By Rhianna Mason
Rhianna Mason is a first-year Environmental Sciences major. She plays on the women's soccer team and is very passionate about environmental conservation. Most of her work is free-form poetry with a focus on nature and mental health.
I want the waves to ravage me,
to pick my bones clean.
And wipe away the defects,
to replace them with something more palatable.
Bring me back to the beginning,
Bring me back to the formation of sea foam,
Bring me back to the birth of the cell, surely
I cannot be damaged that early.
My wishes will be unanswered.
Poseidon does not care for unruly girls.
I will allow the broiling swell to tear me apart
and wrench my muscles from their holdings.

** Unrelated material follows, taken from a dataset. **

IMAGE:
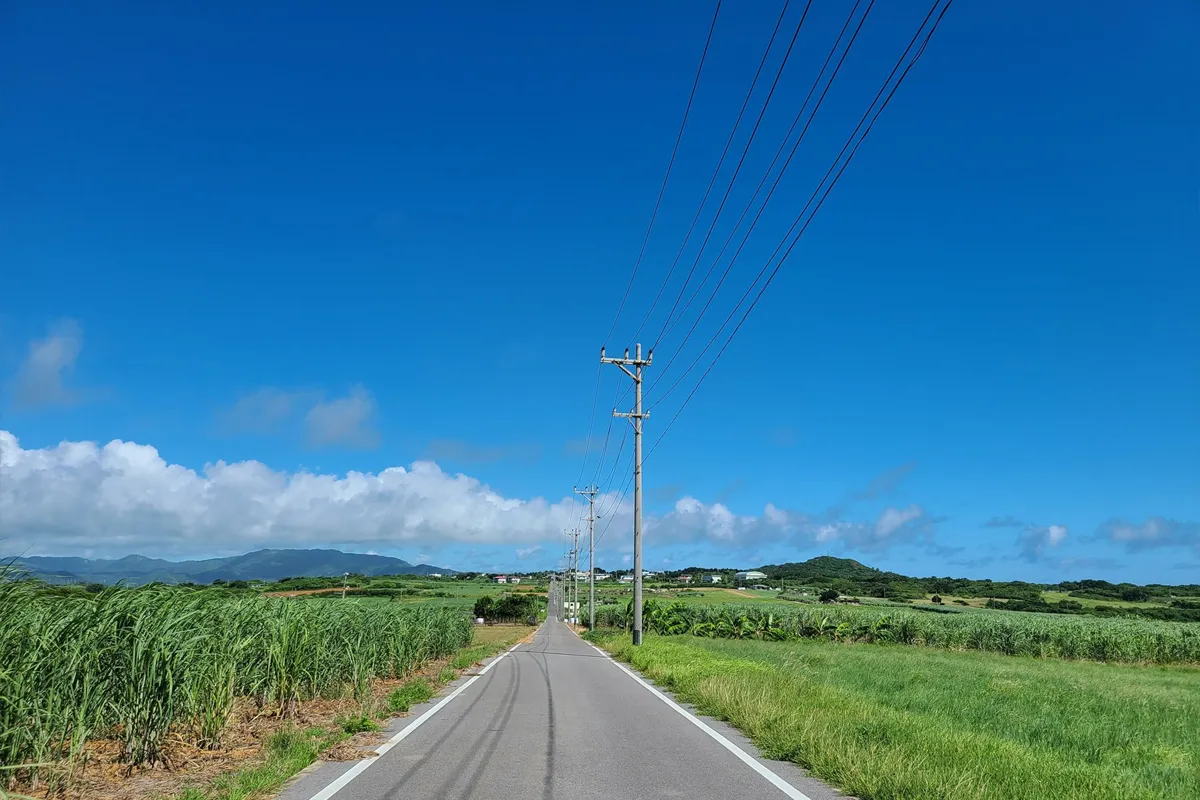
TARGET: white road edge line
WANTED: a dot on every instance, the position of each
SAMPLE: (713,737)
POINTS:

When my body washes ashore, none will mourn.
No flowers will sit upon my watery grave.
The world does not look on me kindly.
It does not caress my face,
It does not hold me when I am sick,
It does not quiet the raging behind my eyes.
I encourage you to rejoice in the purity of death.
Everyone you know dies.
Everything dies at some point.
Flowers wilt.
Tides slacken.
The body deteriorates.
We are all headed toward the same path.
Though I wonder, is all of this stress
and anguish worth anything?
What does it amount to?
Some days, when the defects
weigh me down beyond mobility,
my bed becomes a casket and
there I wither, bones and all.
Some days, even the waves toss me aside,
for I am too unruly for the trident wielding god.
How much of life is manmade structures
preparing themselves for rust? How much
of life is preparing for death? We all
become obsolete. Nothing can
last forever,
not truly,
not really.
What good is a life unspent?
What good is a life spent?
The ending is the same.
Death is the only pure thing in this rotten world.
Even the ravaging waves tend to agree.